Nomenclature changed
It was also recorded that after Thayammal read out the resolution, an amendment was brought by changing the nomenclature of ‘modern’ cheris to ‘model’ cheris by some council members and it was immediately resolved to provide 12 houses on each side of the Raja Mills and the Police Parade Ground cheri with arrangements for water supply, lighting, flush latrines, and sanitation. Action was initiated and 180 houses were constructed at Sangili Thoppu, Simmakkal, Moolakarai, Subramaniyapuram, and Melavasal, and opened for occupation in 1940.

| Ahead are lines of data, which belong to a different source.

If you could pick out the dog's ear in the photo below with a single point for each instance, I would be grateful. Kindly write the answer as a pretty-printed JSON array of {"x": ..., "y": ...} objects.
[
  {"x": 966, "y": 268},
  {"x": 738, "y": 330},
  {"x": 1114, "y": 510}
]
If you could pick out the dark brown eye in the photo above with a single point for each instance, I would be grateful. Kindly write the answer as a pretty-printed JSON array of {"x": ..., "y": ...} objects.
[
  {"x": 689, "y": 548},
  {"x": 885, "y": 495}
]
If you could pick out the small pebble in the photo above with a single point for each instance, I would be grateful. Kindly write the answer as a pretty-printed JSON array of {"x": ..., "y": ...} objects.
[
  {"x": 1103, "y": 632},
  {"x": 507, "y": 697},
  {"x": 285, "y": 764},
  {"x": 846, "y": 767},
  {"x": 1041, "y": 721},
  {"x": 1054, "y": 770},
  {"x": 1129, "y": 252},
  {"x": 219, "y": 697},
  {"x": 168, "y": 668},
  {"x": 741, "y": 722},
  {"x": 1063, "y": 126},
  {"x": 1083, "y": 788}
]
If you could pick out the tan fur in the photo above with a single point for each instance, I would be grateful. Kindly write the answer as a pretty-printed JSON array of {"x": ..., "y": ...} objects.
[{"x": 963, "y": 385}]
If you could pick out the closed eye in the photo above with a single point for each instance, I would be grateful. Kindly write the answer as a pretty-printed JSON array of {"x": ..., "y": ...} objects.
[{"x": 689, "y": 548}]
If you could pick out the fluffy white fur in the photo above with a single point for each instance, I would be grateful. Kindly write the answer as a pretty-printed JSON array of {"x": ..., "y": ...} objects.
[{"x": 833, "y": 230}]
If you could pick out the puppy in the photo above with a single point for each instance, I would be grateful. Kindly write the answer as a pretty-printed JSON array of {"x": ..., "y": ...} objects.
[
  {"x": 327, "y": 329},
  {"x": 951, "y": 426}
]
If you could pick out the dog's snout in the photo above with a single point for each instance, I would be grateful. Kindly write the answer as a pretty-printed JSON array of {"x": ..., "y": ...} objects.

Unfortunately, in modern times, the condition of the model cheris has gone back to being deplorable. However, Thayammal’s proposal in spirit is worth replicating even today, what with the city now having 200-plus slum colonies. “Authorities should take the initiative and launch it as Thayammal Memorial Habitation Improvement Programme,” Professor Rengasamy suggests. The timeless and valuable resolution that unmistakably shows a woman’s social outlook and might is untraceable now. Eight years ago, the DDC shifted to a new address on Old Ramanathapuram Road. Many old documents and files apparently got damaged or were lost during the shift, according to the District Record Centre Assistant and the Record Storage Officers. The record of a swadeshi resolution moved by a woman councillor may have been misplaced but the contribution of Thayammal must not be forgotten.